The Fox News Effect?
Republicans are more partisan---and distrustful of government---than Democrats.
In his continuing series on how Rupert Murdock has destroyed the country, Kevin Drum points to a “new study” (it’s from 2018, which is newish at least) showing that Republican trust in government institutions fluctuates much more depending on the party of the President than is true of Democrats:
Drum, reasonably enough, sees this as evidence that Republicans are more partisan than Democrats. Here’s what the study authors say:
When political polarization is high, it may be assumed that citizens will trust the government more when the chief executive shares their own political views. However, evidence is accumulating that important asymmetries may exist between liberals and conservatives (or Democrats and Republicans). We hypothesized that an asymmetry may exist when it comes to individuals’ willingness to trust the government when it is led by the “other side.” In an extensive analysis of several major datasets (including ANES and GSS) over a period of five decades, we find that in the United States, conservatives trust the government more than liberals when the president in office shares their own ideology. Furthermore, liberals are more willing to grant legitimacy to democratic governments led by conservatives than vice versa. A similar asymmetry applies to Republicans compared with Democrats. We discuss implications of this asymmetrical “president-in-power” effect for democratic functioning.

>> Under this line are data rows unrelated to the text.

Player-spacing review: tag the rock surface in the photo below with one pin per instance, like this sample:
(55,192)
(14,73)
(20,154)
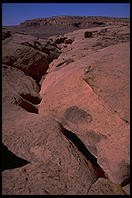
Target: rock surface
(65,108)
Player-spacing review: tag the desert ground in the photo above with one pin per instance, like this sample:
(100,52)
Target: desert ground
(66,107)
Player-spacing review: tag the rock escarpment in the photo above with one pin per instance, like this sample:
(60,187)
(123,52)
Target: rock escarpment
(73,131)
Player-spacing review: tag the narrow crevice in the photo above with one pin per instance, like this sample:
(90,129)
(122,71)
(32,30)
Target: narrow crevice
(11,161)
(82,148)
(30,98)
(28,106)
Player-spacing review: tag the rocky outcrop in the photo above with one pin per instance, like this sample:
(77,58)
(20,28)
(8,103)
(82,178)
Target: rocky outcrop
(27,54)
(71,135)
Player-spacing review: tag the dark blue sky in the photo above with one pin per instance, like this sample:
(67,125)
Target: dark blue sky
(15,13)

Pointing to this trend graph
This is yet another demonstration of the malignant effect of Fox News. Before 2000, Republicans were somewhat more partisan than Democrats in their trust of government. After 2000 they went absolutely bonkers. This is what Rupert Murdoch has done to us.
While we agree on the malignant effect of Fox News, I’m not sure the graph bolsters our suspicion. Granting that the Y axis is really oddly drawn, making interpolation challenging, we saw really wild divergences well before Fox News came online in 1996, most notably the reaction to Watergate and Nixon’s resignation.
The most interesting thing to me in that second graph is that Republican confidence in government began to plummet rather early in the Bush 43 administration. Yes, it went even further down under Obama. And we don’t have the data for the Trump administration. My guess is that it rebounded but probably no more than to what it was midway through the Bush era.
Now, that may well be a function of Fox News and the rest of the right-wing infotainment complex. But it actually goes beyond partisanship to a fundamental distrust in our institutions.
I had vaguely remembered that the Tea Party movement, which I see as the point where the Republican Party of old rapidly began turning into the party of Trump, began in response to Bush’s decision to issue massive bailouts after the Lehman Brothers collapse, not the inauguration of Barack Obama. It was a sign that the working class base had finally come to grips with the GOP’s aversion to Big Government was more a talking point than a policy stance. But, if this data is accurate, that realization was actually happening much earlier.